STOCKHOLM—Sweden's SKF AB, the world's biggest maker of ball bearings, Wednesday cautioned about the brutal slowdown of a key customer: China's auto industry.

The company, whose parts are used in everything that spins, posted a 44% rise in second-quarter net profit, but SKF said the recent "radical" downward revision of the forecast for China's auto output, as well as weaker economic growth in the country, clouded the outlook for SKF's revenue from the region.

"This is a big uncertainty, probably the biggest looking into the third quarter," SKF Chief Executive Alrik Danielsson told reporters.

SKF said that while it succeeded in clinching new contracts with Chinese car makers in the second quarter, it was already feeling the heat in China and the broader region. Sales in the Asia-Pacific region—which account for 25% of group revenue—fell 3.7% in the second quarter, compared with the same period a year earlier, after a 5.6% rise in the first quarter.

SKF has a global presence and supplies ball bearings to many industries, including railways and energy, but is largely exposed to the automotive business, which generates more than a quarter of sales.

In the first half of this year, China passenger-car sales rose 4.8% to 10 million vehicles, a rate far below the gains seen over several years. Demand for cars remains tepid despite auto makers offering price cuts and other incentives.
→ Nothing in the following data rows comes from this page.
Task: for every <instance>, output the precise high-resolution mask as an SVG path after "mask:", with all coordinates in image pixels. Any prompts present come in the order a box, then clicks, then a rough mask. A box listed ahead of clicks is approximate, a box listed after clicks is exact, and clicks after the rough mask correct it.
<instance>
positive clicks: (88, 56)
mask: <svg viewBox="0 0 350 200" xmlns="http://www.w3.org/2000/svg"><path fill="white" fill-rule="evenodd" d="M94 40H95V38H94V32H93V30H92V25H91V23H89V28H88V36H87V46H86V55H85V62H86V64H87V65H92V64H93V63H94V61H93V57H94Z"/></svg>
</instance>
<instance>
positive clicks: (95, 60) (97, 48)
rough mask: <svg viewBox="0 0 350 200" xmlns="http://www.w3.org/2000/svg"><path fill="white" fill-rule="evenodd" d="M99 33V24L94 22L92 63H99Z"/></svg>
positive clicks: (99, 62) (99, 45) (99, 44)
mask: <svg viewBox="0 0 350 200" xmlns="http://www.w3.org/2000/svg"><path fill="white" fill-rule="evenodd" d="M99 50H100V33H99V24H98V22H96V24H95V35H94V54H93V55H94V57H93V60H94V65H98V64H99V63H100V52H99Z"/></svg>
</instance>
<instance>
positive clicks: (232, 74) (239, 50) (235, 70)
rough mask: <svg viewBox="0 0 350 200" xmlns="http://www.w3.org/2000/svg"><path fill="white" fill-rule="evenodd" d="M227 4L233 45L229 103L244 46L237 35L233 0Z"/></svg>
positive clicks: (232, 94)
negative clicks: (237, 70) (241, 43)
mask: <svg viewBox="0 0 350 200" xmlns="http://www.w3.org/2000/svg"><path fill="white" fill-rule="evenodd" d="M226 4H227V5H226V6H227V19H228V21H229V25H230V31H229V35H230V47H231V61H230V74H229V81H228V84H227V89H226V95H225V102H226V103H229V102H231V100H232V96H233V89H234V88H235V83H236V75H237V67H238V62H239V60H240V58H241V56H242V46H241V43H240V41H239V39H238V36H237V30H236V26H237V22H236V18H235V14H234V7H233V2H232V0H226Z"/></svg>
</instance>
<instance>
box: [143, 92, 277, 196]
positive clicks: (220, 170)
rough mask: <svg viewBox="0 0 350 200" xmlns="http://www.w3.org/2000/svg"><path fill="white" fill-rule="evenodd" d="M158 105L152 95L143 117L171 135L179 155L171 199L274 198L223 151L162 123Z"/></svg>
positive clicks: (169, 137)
The latest survey by China Association of Automobile Manufacturers cut its forecast for China's automobile market in 2015 to a 3% gain over last year from 7% after sales notched only a 1.2% year-over-year rise recorded in May and a 3.7% increase in April.

Figures published earlier Wednesday by the Chinese National Bureau of Statistics showed that GDP growth in the second quarter remained unchanged from the first quarter at 7%. This was the country's weakest performance since the global financial crisis and comes against the backdrop of recent stock-market upheavals that threatens to disrupt the country's economy.

SKF said net profit for the three months ended June 30 was 1.71 billion Swedish kronor ($137.5 million), compared with 1.19 billion kronor in the same period a year earlier. Operating profit rose 13% to 2.38 billion kronor, on revenue of 20 billion kronor.